NigellasDealer · 09/01/2014 12:02

speaking as a single mother of twins your best move now imo would be fly home while you can and be near your family and old friends. cut this waste of space out of your life.
Flowers

Wednesbury · 09/01/2014 12:26

Could you work out your financial position and go back to NZ for say a year, so your babies are born over there? Would you be entitled to maternity benefits over there? Could you ask your employers here for a sabbatical or something - so you can come back? Just to protect the position of your babies which may be more important long term.
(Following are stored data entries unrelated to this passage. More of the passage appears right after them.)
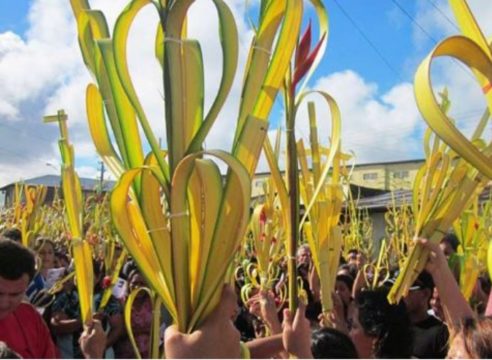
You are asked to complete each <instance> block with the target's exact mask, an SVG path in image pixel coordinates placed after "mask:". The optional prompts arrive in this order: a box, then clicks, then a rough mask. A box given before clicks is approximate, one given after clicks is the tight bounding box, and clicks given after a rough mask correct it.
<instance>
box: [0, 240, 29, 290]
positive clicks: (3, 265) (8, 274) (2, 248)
mask: <svg viewBox="0 0 492 360" xmlns="http://www.w3.org/2000/svg"><path fill="white" fill-rule="evenodd" d="M35 273H36V269H35V261H34V254H33V253H32V251H31V250H29V249H28V248H26V247H24V246H22V245H21V244H19V243H18V242H16V241H13V240H10V239H5V238H1V237H0V276H1V277H3V278H4V279H7V280H18V279H20V278H21V277H22V275H24V274H27V275H28V276H29V281H31V280H32V278H33V277H34V274H35Z"/></svg>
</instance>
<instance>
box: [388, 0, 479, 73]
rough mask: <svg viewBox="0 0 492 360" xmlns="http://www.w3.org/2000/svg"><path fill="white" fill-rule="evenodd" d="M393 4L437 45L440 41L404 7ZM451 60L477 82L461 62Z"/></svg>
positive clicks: (469, 72) (428, 37)
mask: <svg viewBox="0 0 492 360" xmlns="http://www.w3.org/2000/svg"><path fill="white" fill-rule="evenodd" d="M391 2H392V3H393V4H394V5H395V6H396V7H397V8H398V9H400V11H401V12H402V13H404V14H405V15H406V16H407V17H408V18H409V19H410V21H411V22H412V23H414V24H415V26H417V27H418V28H419V29H420V31H422V33H424V34H425V35H426V36H427V37H428V38H429V39H430V40H432V41H433V42H434V45H437V43H438V41H437V40H436V39H434V37H433V36H432V35H431V34H429V32H428V31H427V30H425V29H424V27H423V26H422V25H420V23H419V22H418V21H417V20H415V18H414V17H413V16H412V15H411V14H410V13H409V12H408V11H407V10H406V9H405V8H404V7H403V6H401V5H400V4H399V3H398V2H397V1H396V0H391ZM451 60H452V61H453V62H454V63H455V64H456V65H458V67H459V68H460V69H461V70H462V71H463V72H464V73H465V74H466V75H467V76H468V77H470V78H471V79H473V80H475V78H474V77H473V75H472V74H470V72H469V71H467V69H466V68H465V67H464V66H463V64H462V63H461V62H459V61H458V60H456V59H455V58H451Z"/></svg>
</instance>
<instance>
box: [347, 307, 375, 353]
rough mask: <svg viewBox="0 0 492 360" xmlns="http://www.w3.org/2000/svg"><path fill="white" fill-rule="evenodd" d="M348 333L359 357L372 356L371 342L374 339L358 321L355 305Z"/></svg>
mask: <svg viewBox="0 0 492 360" xmlns="http://www.w3.org/2000/svg"><path fill="white" fill-rule="evenodd" d="M349 335H350V338H351V339H352V342H353V343H354V345H355V348H356V350H357V354H359V358H361V359H368V358H372V357H374V354H373V344H374V341H375V339H374V337H372V336H369V335H367V334H366V333H365V331H364V329H363V328H362V325H361V324H360V323H359V310H358V309H357V307H355V308H354V311H353V313H352V328H351V329H350V333H349Z"/></svg>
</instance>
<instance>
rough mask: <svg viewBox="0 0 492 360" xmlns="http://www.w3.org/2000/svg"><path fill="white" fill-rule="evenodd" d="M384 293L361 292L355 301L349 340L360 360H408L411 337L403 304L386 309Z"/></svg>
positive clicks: (392, 306) (384, 296)
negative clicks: (358, 356) (367, 359)
mask: <svg viewBox="0 0 492 360" xmlns="http://www.w3.org/2000/svg"><path fill="white" fill-rule="evenodd" d="M387 295H388V289H386V288H378V289H376V290H366V291H361V292H360V293H359V295H358V296H357V298H356V299H355V310H354V313H353V317H352V329H351V330H350V337H351V338H352V341H353V342H354V344H355V347H356V349H357V353H358V354H359V357H361V358H373V357H375V358H408V357H410V355H411V354H412V344H413V341H412V333H411V330H410V319H409V317H408V314H407V311H406V308H405V304H404V303H403V302H400V303H399V304H397V305H390V304H389V303H388V300H387Z"/></svg>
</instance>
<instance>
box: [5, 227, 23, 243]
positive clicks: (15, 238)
mask: <svg viewBox="0 0 492 360" xmlns="http://www.w3.org/2000/svg"><path fill="white" fill-rule="evenodd" d="M2 236H3V237H5V238H8V239H10V240H13V241H17V242H22V232H21V231H20V230H19V229H17V228H10V229H6V230H5V231H4V232H3V233H2Z"/></svg>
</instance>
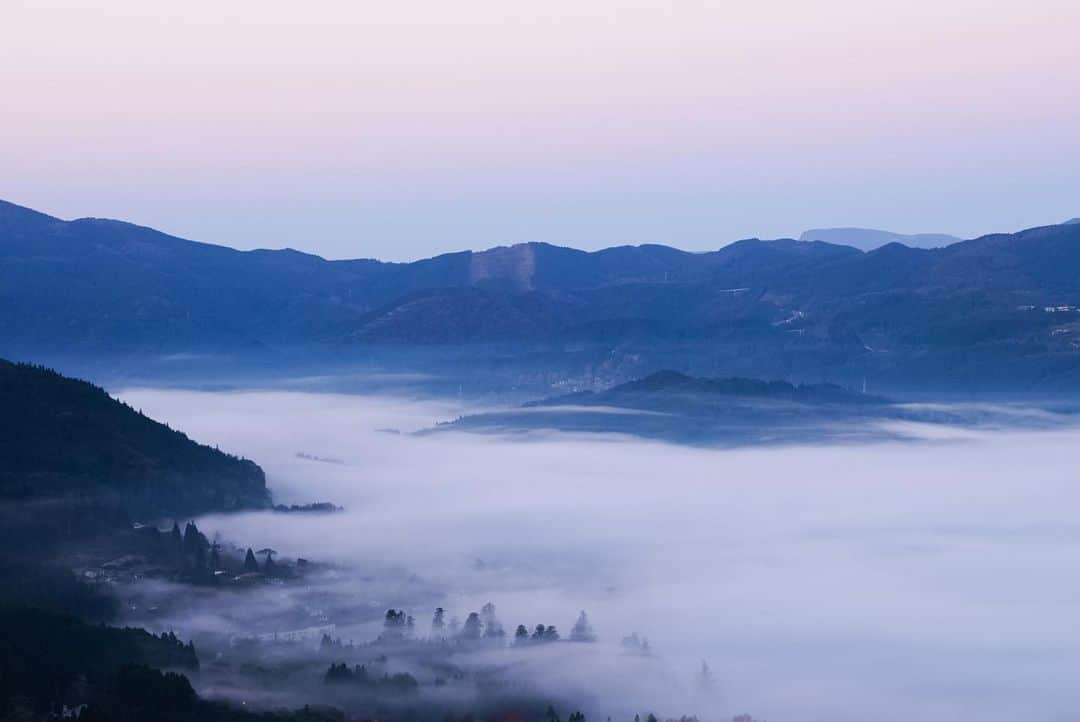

You wouldn't want to be in a position where if you later decided you did want to go back to NZ that you couldn't because of the babies being born here.
What a horrible situation to be in.
Agree you may need some advice on habitual residence. It may be worth paying for an hour of time from a family lawyer with knowledge of international issues.

FabricQueen · 09/01/2014 12:46

Definitely fly back to NZ while you still can. I can't stress enough how crap it is to be beholden to a person/geographical area for 18 or so years.